琴子 大阪公立大学2年
グローリアセブのボランティアの参加は最初友達に誘われたことがきっかけであまり能動的ではなかった。
ただ、ボランティア活動を終えた今、本当に参加してよかったと心から思う。
フィリピンのスラムは良い意味でも悪い意味でも今までの人生で見たことない景色ばっかりで刺激しかない1週間だった。
日本で生まれて日本で育った私からは考えられない生活を目の当たりにして正直最初は拒否反応を感じた。言葉が通じないのはもちろん、街の雰囲気や住居の衛生状態、全てが異世界でやっていけるのだろうかと不安でいっぱいだった。
2日目にスラムに訪れたとき、そこは街や自分たちの泊まっているところ以上に異様な世界で、衝撃を受けたのを覚えている。
こんなところに人が住んでいるのか、この衛生状態で人は健康に生きていくことができるのか、疑問だらけだった。
しかし、そこに住む子供たちの表情がびっくりするくらい明るくてそれにも驚かされた。
日本の子供たちの方が衛生状態が良くて、好きな物を買ってもらえる、相対的に見て裕福な暮らしをしているはずなのに日本の子供たちよりも明るく、自由に生きている感じがして、裕福と幸せは比例していないのだと感じた。

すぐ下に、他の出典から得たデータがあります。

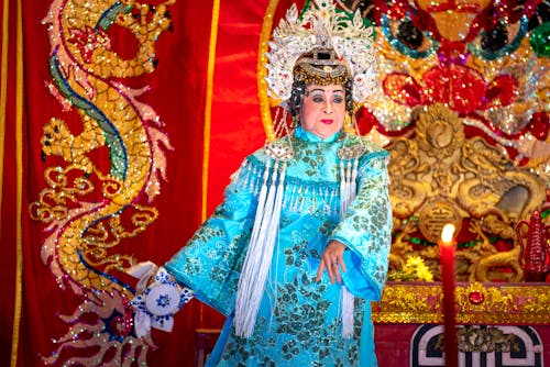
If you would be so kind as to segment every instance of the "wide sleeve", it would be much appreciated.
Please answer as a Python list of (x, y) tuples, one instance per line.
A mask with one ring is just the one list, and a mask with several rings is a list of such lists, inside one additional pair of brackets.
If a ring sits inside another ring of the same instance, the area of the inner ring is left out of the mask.
[(388, 194), (388, 154), (363, 157), (358, 175), (358, 194), (329, 240), (346, 247), (348, 271), (342, 280), (355, 297), (380, 300), (386, 281), (392, 244), (392, 204)]
[(195, 297), (228, 315), (246, 254), (261, 185), (260, 168), (250, 160), (233, 175), (224, 199), (164, 267)]

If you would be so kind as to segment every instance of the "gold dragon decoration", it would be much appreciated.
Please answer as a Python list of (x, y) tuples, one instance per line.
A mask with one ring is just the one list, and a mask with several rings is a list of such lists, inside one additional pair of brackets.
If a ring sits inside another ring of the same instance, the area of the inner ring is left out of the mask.
[[(67, 116), (78, 118), (44, 125), (43, 158), (56, 165), (45, 169), (47, 187), (30, 212), (47, 225), (43, 262), (59, 287), (82, 300), (62, 316), (70, 326), (43, 357), (47, 364), (144, 365), (153, 345), (133, 335), (133, 289), (118, 271), (135, 260), (117, 246), (157, 218), (152, 202), (165, 178), (163, 148), (172, 146), (160, 116), (138, 100), (146, 89), (123, 80), (155, 70), (155, 43), (172, 27), (174, 3), (54, 0), (43, 21), (52, 46), (48, 89)], [(135, 37), (133, 57), (113, 51), (113, 26)]]

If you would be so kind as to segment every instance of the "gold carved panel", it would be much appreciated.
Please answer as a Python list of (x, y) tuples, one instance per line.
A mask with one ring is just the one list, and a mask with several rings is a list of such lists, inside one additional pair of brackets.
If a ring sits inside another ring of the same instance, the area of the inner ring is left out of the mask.
[[(372, 303), (373, 321), (442, 323), (442, 297), (439, 282), (391, 282)], [(455, 299), (459, 324), (550, 325), (547, 283), (458, 283)]]

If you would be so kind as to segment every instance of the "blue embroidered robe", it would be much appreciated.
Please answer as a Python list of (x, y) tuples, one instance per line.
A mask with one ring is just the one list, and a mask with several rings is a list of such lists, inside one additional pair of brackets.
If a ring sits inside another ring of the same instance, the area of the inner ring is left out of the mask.
[[(299, 126), (293, 136), (278, 238), (251, 337), (234, 335), (232, 315), (265, 164), (249, 156), (223, 202), (165, 268), (202, 302), (228, 316), (210, 366), (375, 366), (371, 300), (378, 300), (391, 245), (387, 153), (363, 137), (320, 140)], [(350, 140), (359, 159), (356, 198), (340, 218), (340, 158)], [(356, 142), (355, 142), (356, 143)], [(341, 283), (316, 281), (330, 240), (346, 246), (343, 283), (355, 296), (354, 335), (341, 336)]]

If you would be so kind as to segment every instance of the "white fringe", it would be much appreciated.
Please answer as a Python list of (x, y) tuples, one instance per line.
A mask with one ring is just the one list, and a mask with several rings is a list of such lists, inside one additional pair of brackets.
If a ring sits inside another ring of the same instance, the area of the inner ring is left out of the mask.
[(286, 164), (283, 164), (277, 182), (278, 162), (275, 162), (267, 189), (270, 165), (265, 167), (249, 251), (237, 290), (234, 326), (238, 336), (249, 337), (254, 331), (278, 233), (285, 169)]
[[(348, 207), (355, 199), (356, 186), (355, 179), (358, 177), (358, 159), (353, 164), (348, 160), (345, 165), (340, 163), (340, 216), (343, 218), (348, 211)], [(355, 298), (342, 285), (342, 337), (349, 338), (353, 336), (353, 308)]]

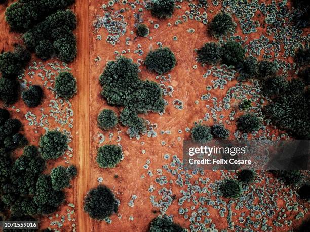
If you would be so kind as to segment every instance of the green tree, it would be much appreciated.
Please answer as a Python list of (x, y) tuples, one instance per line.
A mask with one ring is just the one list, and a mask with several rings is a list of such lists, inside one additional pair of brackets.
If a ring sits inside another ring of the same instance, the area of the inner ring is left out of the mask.
[(76, 79), (69, 72), (61, 72), (56, 78), (55, 88), (56, 92), (65, 98), (70, 98), (78, 91)]
[(235, 27), (232, 18), (227, 13), (217, 14), (209, 25), (209, 31), (213, 35), (218, 37), (226, 34)]
[(198, 61), (202, 64), (215, 64), (222, 56), (221, 46), (214, 42), (207, 42), (197, 50)]
[(105, 145), (98, 149), (96, 160), (103, 168), (115, 167), (123, 159), (121, 148), (114, 145)]
[(36, 107), (41, 103), (43, 95), (42, 88), (39, 85), (31, 85), (29, 89), (23, 91), (22, 99), (29, 107)]
[(205, 144), (213, 138), (210, 128), (200, 124), (196, 125), (191, 129), (191, 137), (194, 141), (202, 144)]
[(175, 0), (153, 0), (152, 14), (158, 18), (171, 18), (174, 11)]
[(47, 132), (40, 138), (39, 151), (46, 160), (56, 159), (68, 148), (67, 137), (59, 131)]
[(91, 189), (84, 198), (84, 210), (92, 218), (103, 220), (117, 212), (114, 194), (107, 187), (99, 185)]
[(115, 112), (108, 109), (104, 109), (98, 115), (98, 124), (103, 130), (112, 129), (118, 124), (118, 116)]

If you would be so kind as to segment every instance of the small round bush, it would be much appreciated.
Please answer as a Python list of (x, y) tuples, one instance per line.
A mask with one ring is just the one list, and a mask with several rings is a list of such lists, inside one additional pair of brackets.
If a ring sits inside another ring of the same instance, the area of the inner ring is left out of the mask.
[(235, 179), (224, 181), (220, 185), (223, 196), (227, 198), (237, 198), (242, 193), (242, 188), (239, 182)]
[(302, 199), (310, 200), (310, 184), (307, 183), (301, 186), (298, 191), (298, 194)]
[(105, 145), (99, 148), (96, 160), (99, 167), (103, 168), (113, 168), (123, 158), (121, 148), (114, 145)]
[(175, 0), (153, 0), (152, 14), (159, 18), (170, 18), (174, 11)]
[(211, 130), (209, 126), (199, 124), (192, 129), (191, 137), (197, 143), (205, 144), (211, 140), (213, 136), (211, 134)]
[(137, 29), (137, 35), (140, 37), (147, 37), (149, 34), (149, 29), (145, 24), (140, 24)]
[(227, 42), (222, 48), (223, 50), (222, 63), (227, 65), (237, 65), (244, 58), (245, 50), (236, 42)]
[(35, 54), (39, 58), (45, 61), (50, 59), (54, 54), (54, 47), (47, 40), (40, 41), (35, 47)]
[(222, 124), (214, 125), (211, 127), (211, 133), (215, 138), (226, 140), (230, 135), (229, 130), (226, 129)]
[(274, 76), (279, 68), (276, 62), (272, 62), (267, 60), (261, 61), (258, 66), (258, 72), (257, 76), (259, 79)]
[(57, 191), (62, 190), (70, 185), (70, 178), (66, 172), (66, 168), (62, 166), (58, 166), (52, 169), (51, 180), (53, 189)]
[(239, 130), (246, 133), (257, 131), (261, 126), (261, 120), (258, 117), (250, 114), (242, 115), (237, 119)]
[(56, 78), (55, 88), (56, 92), (64, 98), (72, 98), (78, 90), (76, 79), (69, 72), (62, 72)]
[(9, 111), (6, 109), (0, 108), (0, 125), (3, 125), (9, 118)]
[(69, 178), (72, 179), (78, 175), (78, 168), (75, 165), (70, 165), (66, 170), (67, 174)]
[(255, 178), (255, 173), (252, 170), (242, 170), (238, 173), (238, 180), (245, 183), (253, 181)]
[(234, 29), (235, 23), (230, 15), (225, 13), (217, 14), (209, 25), (209, 31), (217, 37), (225, 35)]
[(149, 70), (162, 74), (174, 68), (176, 63), (174, 54), (169, 48), (166, 47), (148, 53), (144, 64)]
[(46, 160), (56, 159), (68, 148), (67, 136), (59, 131), (50, 131), (40, 138), (39, 151)]
[(215, 42), (207, 42), (197, 50), (197, 60), (202, 64), (215, 64), (222, 56), (221, 46)]
[(97, 121), (99, 127), (103, 130), (113, 128), (118, 124), (118, 116), (112, 110), (104, 109), (98, 115)]
[(186, 230), (169, 218), (157, 217), (151, 223), (149, 232), (185, 232)]
[(41, 103), (43, 94), (42, 88), (38, 85), (31, 85), (22, 92), (22, 99), (29, 107), (36, 107)]
[(84, 210), (89, 216), (97, 220), (104, 220), (118, 210), (114, 194), (106, 186), (100, 185), (92, 189), (84, 198)]

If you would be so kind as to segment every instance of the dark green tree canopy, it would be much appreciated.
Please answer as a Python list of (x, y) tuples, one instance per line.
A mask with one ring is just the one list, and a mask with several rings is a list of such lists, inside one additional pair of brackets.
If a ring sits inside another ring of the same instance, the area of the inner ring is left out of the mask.
[(242, 193), (241, 185), (235, 179), (227, 179), (223, 181), (220, 188), (223, 196), (227, 198), (237, 198)]
[(78, 91), (76, 79), (69, 72), (61, 72), (56, 78), (55, 88), (56, 92), (65, 98), (72, 98)]
[(42, 88), (39, 85), (31, 85), (28, 89), (22, 92), (22, 99), (27, 106), (36, 107), (41, 103), (43, 95)]
[(169, 218), (157, 217), (150, 224), (149, 232), (185, 232), (186, 229), (173, 223)]
[(235, 27), (235, 23), (230, 15), (219, 13), (209, 24), (209, 31), (216, 37), (226, 34)]
[(165, 47), (150, 51), (145, 58), (144, 64), (147, 68), (159, 74), (163, 74), (171, 70), (176, 63), (174, 54)]
[(255, 179), (255, 173), (252, 170), (242, 170), (238, 172), (238, 180), (243, 183), (249, 183)]
[(258, 131), (261, 126), (261, 120), (251, 114), (246, 114), (237, 119), (237, 127), (245, 133)]
[(226, 129), (222, 124), (214, 125), (211, 127), (211, 133), (215, 138), (226, 140), (230, 135), (229, 130)]
[(46, 160), (56, 159), (68, 148), (67, 136), (59, 131), (50, 131), (40, 138), (39, 151)]
[(103, 168), (115, 167), (123, 159), (122, 149), (117, 145), (105, 145), (99, 148), (97, 163)]
[(227, 65), (237, 65), (243, 61), (245, 50), (236, 42), (227, 42), (222, 48), (222, 63)]
[(118, 124), (118, 116), (115, 112), (108, 109), (104, 109), (98, 115), (98, 124), (103, 130), (112, 129)]
[(174, 11), (175, 0), (153, 0), (152, 14), (159, 18), (171, 18)]
[(117, 212), (118, 205), (114, 194), (107, 187), (99, 185), (92, 189), (84, 198), (84, 210), (90, 217), (103, 220)]
[(221, 46), (214, 42), (207, 42), (197, 50), (197, 60), (202, 64), (215, 64), (222, 56)]
[(140, 24), (137, 28), (137, 35), (140, 37), (147, 37), (149, 29), (145, 24)]
[(191, 137), (194, 141), (203, 144), (213, 138), (210, 128), (208, 126), (200, 124), (196, 125), (191, 129)]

また、異世界を経験して初めて、この世界は私からしたら異様な世界だが、ここに住んでる人からしたら当たり前の世界で、当たり前の生活であるのだと当たり前のことに気付かされた。自分が持っている常識は本当に狭い世界の話なんだと思った。
今回のボランティアを通じてもっとも考えさせられたのは自分たちが考えている幸せの基準は全国共通では無いということについてである。
私はフィリピンのスラム街の生活を見て衛生状態が悪いこと、雨風がしのげる家では無いこと、などから暮らしにくく不幸せであると判断した。
しかし、彼らはそれを苦としている雰囲気はなく日常のささいなことを楽しんでいた。
私たちは彼らが楽しんでいることを当たり前にある事だと認識して楽しむことをしていなかったのでフィリピンに渡ってその当たり前のありがたみを知ることが出来たのは人生において大きな経験値になるだろうと考えた。
しかし、スラムの人達は幸せそうだったが、その理由を考えた時にそれはほかの世界を知らないからでは無いかと思った。
自分たちとは違う世界を知らないからその世界と自分たちを比べて劣等感を感じることがないのではないかと考えた。
劣等感を感じないのはいいことかもしれないが、比べないが故に向上心ももつことはないかもしれないと思った。
人が技術を得ようとする動機には他との競争心が大きく関係していると考えるので、他の暮らしと比べずに生きていると今の生活を変えようとしなくなるため、技術が発展していかないのではないかと考えた。
フィリピンが今後発展していくためには私たちのような外部からの刺激も必要だが、そこに住む人々が他の世界を見て、自分たちの生活と比べて、向上心をもつことが最も大事なのではないかと考えた。
それは、人間は能動的に行動する方が多くのことを吸収しやすくなると考えるからである。
フィリピンの人達と触れ合って、日本人には無い親しみやすさや温かみを感じて根から心が綺麗な人が多いと感じた。
なので余計に彼らにはもっと色んな世界を見て向上心をもち、色んな夢を持って欲しいと考えた。
私達がギブするのではなく、彼ら自身が変わろうとする意志をもつことが貧困を無くすためには必要なことなのではないかと考えた。
最終日、斉藤さんがボランティア活動に参加するとこちら側が受け身になって様々なことを受け取るとおっしゃっていたがまさにその通りで彼らからエネルギーや元気、新たな人生観を得ることが出来て本当にいい経験が出来た。
学生のうちにこの経験ができて本当に良かったと思っている。
これから自分の人生の進路を決めるのにも役に立てたいと考えている。